Chicago daily deal purveyor Groupon Inc. defied volatile markets with an initial public offering that priced at $20 per share late Thursday, well above an initial $16 to $18 range, and raised $700 million.
The IPO ranks as the second-largest Internet IPO this year, after Russian Internet search engine operator Yandex NV, according to Thomson Reuters. Yandex's highly successful IPO on the Nasdaq in May also priced above its estimated $20 to $22 target range, valuing the company at about $8 billion.
Groupon's stock began trading on the Nasdaq Friday, opening at $28. Shortly before noon, the stock was at $28.34, or 41.70% above its IPO price. Yandex's valuation was viewed as frothy at the time. Likewise, some analysts predicted that an overly rich valuation for Groupon -- at about $12.8 billion at the IPO -- would be driven largely by its minuscule initial float of about 5% of outstanding shares, said to be one of the lowest floats of the past decade.
"With shares sold in the IPO representing only 5% of the company's shares outstanding, the stock could trade up after listing because of this favorable supply and demand dynamic," said Kathleen Smith, a principal at Renaissance Capital, a Greenwich, Conn.-based IPO research boutique. "Groupon is tapping the IPO market at a challenging time," Smith said, though she added that the market has improved "substantially" since the beginning of the third quarter. "We see institutional money flows beginning to come into these types of unseasoned stocks," Smith said.
Still, U.S. IPO issuance dropped 42% in the third quarter this year, marking the third consecutive quarterly decline, Thomson Reuters said. Groupon's upsized IPO, increased to 35 million shares from 30 million shares, may serve as a bellwether for Internet IPOs, though that remains to be seen as markets continue to gyrate amid global economic uncertainties and the European sovereign debt crisis. The 2-1/2-year-old company, a popular provider of daily discounted offers for goods and services based on locality and personal preferences, is expecting to generate about $1.6 billion in revenue this year but remains unprofitable.

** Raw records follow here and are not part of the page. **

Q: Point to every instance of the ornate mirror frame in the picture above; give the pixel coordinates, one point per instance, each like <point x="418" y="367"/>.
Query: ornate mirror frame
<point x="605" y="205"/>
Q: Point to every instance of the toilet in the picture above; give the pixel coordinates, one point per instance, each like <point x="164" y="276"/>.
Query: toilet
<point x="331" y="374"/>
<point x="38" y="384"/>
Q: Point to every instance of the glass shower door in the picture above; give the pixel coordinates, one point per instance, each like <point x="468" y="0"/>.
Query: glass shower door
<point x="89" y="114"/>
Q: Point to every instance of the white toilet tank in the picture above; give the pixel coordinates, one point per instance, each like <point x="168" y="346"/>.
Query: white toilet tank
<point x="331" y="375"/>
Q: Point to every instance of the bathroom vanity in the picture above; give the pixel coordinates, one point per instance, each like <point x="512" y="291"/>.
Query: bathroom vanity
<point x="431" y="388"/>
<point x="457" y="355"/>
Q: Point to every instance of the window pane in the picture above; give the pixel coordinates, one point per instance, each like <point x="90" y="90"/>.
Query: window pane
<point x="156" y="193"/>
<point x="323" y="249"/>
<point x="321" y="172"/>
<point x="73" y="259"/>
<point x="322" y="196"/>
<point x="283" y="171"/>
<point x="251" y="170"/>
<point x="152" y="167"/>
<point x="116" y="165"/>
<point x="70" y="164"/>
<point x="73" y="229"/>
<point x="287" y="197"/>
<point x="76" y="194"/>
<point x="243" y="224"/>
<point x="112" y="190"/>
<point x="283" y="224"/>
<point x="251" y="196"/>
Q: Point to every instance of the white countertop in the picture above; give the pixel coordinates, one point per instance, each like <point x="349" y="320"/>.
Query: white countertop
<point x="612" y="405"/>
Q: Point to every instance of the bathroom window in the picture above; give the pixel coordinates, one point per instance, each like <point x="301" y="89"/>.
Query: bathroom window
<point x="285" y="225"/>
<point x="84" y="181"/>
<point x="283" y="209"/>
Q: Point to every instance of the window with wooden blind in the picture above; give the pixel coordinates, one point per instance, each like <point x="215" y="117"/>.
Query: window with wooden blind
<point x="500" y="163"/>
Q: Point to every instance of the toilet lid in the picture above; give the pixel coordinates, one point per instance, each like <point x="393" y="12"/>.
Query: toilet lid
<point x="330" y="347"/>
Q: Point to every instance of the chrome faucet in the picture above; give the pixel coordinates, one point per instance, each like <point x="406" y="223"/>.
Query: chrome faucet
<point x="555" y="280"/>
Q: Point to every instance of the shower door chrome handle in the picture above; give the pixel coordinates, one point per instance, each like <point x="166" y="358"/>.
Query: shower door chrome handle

The buzz generated by its IPO filing in June has been tempered by missteps. Regulators had revealed accounting discrepancies that led to the company's restatement of financials in September that essentially cut its revenue by half. Analysts have also raised questions over its optimistic growth projections, pointing to the threat posed by hundreds of competitors, including Google Inc.'s Google Offers and Living Social, which is backed by Amazon.com Inc.
Groupon "offers investors a new business model in an emerging market" and has shown "impressive growth," said Smith. However, she said her firm has "advised our institutional clients that Groupon still faces significant concerns about expense management and their ability to continue their customer development."